Vidal's stories are most memorable for their paradoxical dualities.

“The Robin” is a deceptively featherweight tale about the end of childhood paganism that deftly conceals a final, sobering blow; the heartlessness of children is just a pose. “The Zenner Trophy” depicts the mixed feelings of Mr. Beckman, the defeated faculty advisor of an elite boys school when he is ordered to expel its popular star athlete, Flynn, for having a sexual affair with a fellow student, in order to prevent a full-blown scandal. The school's Principal, “aloof, majestic, concerned with only the most abstract theories of education, as well as the unrelenting, Grail-like quest for endowments,” is reluctant to get involved in the mess and the functionary's task is further complicated by the fact that the popular Flynn has already been awarded the school's highest honor, the eponymous “Zenner Trophy” for clean and exceptional sportsmanship! As a graduate of such an austere, highbrow schools as Exeter, Vidal knows whereof he speaks.

Other stories in the collection are outright satiric, as in “Pages from an Abandoned Journal,” which follows the disjointed journal entries of a conflicted Ohioan over a decade, as he gradually morphs from an earnest, straight-arrow scholar studying for a doctorate in History while in Paris, (“Personally, I don't mind what other people do. As a matter of fact, I think all this is very interesting and I sometimes wonder what the gang back in Toledo would think if they could've seen me in a Left-Bank Paris apartment with a male prostitute who takes drugs. I thought of those college boys who sent T.S. Eliot the record, 'You've Come a Long Way From St. Louis'…”) into a fully-formed name-dropping hedonist; (“…The Count asked me to have dinner with him tomorrow at the Colony [!] and I said I'd be delighted. Then Mrs. Blaine-Smith told the most devastating story about the Duchess of Windsor in Palm Beach…. Find out the Count's name before dinner tomorrow.”) The story has at least one well recorded reference to Vidal's own life, and his oft-memorialized youthful affair with his beloved Jimmy Trimble, killed in the battle for Iwo Jima at eighteen, when the protagonist relates-“I told Elliott all about Jimmy, told him things I myself had nearly forgotten, had wanted to forget. I told him how it had started at twelve and gone on, without plan or thought or even acknowledgment until, at seventeen, I went to the army and he to the Marines and a quick death.”

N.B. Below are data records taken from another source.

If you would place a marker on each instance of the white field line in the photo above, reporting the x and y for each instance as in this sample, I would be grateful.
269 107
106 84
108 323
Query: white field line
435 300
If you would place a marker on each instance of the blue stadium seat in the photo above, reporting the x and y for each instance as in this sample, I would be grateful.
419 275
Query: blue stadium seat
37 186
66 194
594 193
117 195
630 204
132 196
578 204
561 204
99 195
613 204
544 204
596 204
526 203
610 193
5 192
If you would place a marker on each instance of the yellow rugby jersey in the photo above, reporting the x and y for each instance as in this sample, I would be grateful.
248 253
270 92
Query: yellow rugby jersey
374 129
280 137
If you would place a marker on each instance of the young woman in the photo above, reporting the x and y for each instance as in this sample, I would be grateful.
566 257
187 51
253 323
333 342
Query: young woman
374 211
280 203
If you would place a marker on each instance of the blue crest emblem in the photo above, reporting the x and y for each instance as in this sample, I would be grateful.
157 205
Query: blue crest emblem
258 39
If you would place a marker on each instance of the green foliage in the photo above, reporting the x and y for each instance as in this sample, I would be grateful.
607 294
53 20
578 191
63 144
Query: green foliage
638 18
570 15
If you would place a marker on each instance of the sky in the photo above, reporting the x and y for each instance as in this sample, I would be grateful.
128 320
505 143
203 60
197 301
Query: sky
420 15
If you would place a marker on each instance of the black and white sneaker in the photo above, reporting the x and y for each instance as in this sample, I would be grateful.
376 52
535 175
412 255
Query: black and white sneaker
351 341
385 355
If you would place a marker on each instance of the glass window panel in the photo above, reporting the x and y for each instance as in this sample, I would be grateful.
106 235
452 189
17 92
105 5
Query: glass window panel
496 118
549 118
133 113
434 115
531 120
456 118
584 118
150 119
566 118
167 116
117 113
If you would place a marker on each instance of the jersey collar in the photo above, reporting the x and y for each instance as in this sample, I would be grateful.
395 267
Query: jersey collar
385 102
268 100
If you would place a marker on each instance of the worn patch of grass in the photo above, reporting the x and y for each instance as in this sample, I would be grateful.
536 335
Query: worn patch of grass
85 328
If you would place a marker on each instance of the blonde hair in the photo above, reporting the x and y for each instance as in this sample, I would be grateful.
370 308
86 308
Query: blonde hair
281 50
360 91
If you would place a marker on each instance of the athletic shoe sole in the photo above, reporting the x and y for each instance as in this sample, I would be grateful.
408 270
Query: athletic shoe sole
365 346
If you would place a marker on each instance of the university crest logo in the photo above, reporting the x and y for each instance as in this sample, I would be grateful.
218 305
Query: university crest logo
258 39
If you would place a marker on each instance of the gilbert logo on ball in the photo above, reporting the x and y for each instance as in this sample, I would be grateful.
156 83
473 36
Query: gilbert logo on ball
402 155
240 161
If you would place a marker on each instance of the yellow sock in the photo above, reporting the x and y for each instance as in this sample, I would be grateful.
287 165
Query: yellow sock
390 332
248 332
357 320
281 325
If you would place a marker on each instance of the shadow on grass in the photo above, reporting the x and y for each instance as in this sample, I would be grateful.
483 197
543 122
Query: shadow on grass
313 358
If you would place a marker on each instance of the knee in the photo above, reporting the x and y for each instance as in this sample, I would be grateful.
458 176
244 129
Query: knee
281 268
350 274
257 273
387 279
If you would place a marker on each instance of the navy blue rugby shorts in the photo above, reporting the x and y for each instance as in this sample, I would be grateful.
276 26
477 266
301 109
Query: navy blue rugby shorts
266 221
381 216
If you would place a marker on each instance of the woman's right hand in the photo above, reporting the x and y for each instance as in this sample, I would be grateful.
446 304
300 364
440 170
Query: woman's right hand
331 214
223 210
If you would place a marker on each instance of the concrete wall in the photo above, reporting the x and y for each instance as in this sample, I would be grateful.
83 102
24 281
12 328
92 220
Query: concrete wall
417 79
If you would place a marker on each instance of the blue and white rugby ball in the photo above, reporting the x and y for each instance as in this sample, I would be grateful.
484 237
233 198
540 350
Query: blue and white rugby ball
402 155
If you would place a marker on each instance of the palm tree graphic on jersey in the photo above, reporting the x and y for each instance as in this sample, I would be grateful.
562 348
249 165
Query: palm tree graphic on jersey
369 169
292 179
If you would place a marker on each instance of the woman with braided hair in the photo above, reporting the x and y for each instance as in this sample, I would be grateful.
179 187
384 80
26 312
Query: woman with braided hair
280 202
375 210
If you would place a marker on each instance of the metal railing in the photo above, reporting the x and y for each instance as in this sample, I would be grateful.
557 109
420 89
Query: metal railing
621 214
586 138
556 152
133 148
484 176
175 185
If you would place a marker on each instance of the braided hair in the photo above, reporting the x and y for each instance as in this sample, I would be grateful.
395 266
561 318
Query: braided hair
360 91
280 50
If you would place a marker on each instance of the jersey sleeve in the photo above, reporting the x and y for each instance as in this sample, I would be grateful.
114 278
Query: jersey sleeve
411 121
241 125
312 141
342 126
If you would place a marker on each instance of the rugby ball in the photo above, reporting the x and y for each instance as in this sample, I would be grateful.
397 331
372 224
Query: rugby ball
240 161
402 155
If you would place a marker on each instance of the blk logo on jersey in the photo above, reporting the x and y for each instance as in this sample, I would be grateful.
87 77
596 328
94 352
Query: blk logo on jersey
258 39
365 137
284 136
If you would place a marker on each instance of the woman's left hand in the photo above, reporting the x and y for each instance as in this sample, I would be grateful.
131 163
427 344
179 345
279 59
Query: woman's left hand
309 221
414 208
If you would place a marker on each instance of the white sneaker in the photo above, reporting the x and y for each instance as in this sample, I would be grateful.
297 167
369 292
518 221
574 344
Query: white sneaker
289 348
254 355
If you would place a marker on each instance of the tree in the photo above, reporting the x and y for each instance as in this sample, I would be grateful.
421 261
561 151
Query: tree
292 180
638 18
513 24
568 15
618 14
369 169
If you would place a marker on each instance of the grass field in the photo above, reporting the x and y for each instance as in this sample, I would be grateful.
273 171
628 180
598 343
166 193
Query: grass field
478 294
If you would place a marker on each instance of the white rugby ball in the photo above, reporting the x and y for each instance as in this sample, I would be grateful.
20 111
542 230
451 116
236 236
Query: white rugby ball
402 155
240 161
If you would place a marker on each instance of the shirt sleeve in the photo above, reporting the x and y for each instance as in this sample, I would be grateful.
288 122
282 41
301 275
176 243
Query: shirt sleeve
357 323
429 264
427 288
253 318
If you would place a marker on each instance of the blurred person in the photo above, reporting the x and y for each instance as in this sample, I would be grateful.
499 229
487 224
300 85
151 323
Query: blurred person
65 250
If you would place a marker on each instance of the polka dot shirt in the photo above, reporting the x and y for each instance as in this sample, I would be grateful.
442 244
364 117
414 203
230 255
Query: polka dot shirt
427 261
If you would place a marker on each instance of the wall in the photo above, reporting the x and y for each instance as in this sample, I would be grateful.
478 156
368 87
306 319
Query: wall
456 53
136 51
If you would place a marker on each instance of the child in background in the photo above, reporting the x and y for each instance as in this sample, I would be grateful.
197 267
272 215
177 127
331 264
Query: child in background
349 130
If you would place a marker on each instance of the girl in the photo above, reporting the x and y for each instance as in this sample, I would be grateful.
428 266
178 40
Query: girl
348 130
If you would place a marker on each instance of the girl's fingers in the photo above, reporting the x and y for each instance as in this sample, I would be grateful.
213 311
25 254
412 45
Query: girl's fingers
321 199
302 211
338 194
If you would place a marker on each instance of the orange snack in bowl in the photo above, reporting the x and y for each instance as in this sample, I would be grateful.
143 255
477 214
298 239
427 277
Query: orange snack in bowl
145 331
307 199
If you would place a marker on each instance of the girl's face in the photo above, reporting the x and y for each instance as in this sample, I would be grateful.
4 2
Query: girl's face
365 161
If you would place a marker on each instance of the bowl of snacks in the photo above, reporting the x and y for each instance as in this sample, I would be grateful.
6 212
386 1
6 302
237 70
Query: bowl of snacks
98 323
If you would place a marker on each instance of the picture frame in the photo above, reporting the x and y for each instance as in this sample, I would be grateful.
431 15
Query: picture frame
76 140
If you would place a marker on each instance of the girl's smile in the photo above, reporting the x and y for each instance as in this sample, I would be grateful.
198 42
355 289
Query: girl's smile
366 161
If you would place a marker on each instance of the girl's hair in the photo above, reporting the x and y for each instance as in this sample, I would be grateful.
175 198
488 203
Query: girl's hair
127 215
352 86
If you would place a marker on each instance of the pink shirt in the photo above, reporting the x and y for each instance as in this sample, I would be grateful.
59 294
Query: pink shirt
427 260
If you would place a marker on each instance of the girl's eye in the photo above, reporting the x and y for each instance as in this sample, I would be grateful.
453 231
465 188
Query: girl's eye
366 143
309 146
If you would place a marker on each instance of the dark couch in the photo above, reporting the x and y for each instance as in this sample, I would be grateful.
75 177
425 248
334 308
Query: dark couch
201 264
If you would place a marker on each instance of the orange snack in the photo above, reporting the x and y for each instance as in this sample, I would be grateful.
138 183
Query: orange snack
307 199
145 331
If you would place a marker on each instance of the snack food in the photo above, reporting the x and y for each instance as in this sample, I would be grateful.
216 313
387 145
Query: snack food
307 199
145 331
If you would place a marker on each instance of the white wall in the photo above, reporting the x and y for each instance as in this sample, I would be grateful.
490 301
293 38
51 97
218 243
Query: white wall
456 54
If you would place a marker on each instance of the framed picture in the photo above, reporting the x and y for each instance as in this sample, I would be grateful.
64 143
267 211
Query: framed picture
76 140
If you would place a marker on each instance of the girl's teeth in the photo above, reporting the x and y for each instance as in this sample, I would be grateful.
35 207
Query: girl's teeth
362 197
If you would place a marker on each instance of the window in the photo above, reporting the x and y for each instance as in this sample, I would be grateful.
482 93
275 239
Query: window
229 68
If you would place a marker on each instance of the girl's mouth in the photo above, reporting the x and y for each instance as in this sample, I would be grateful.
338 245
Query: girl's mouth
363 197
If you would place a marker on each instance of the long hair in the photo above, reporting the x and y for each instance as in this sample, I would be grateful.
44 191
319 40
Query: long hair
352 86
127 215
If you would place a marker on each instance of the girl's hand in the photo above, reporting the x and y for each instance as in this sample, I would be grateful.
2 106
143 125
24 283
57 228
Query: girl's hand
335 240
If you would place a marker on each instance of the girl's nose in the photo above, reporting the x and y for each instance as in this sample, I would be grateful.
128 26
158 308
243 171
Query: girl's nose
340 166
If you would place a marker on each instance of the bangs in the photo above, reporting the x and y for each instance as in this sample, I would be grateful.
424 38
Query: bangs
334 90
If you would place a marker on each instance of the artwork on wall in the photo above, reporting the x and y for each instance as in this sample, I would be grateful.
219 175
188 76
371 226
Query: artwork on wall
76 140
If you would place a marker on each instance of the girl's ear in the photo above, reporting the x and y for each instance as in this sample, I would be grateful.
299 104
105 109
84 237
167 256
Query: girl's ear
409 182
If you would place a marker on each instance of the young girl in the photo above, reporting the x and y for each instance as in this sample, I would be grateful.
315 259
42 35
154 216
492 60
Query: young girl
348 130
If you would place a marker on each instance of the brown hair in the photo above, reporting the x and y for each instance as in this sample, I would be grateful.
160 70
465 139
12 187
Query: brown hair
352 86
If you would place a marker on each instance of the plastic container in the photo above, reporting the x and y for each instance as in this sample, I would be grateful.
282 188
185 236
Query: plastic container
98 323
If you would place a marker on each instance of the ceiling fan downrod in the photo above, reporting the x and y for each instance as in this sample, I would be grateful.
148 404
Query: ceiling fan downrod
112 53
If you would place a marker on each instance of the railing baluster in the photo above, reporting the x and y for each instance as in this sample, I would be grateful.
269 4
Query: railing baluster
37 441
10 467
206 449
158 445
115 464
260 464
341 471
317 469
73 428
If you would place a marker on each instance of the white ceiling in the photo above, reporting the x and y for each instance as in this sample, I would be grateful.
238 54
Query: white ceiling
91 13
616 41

When he's not playing devil's advocate, Vidal can be downright zany, as the Dickensian comedy of “Erlinda and Mr. Coffin” attests. Also inspired by the motley denizens of Key West, it tells of a feisty widow who rents a room to an unconventional couple-a middle-aged Englishman and his Hispanic “ward”, little Miss Lopez, the preternaturally mature child of a Cuban prize-fighter and a deceased mother-with an un-tapped passion for the stage and cataclysmic revenge. In this small confection, the reader will detect the embryonic mayhem that would eventually coalesce into the self-proclaimed demi-goddess virago, Myra Breckenridge.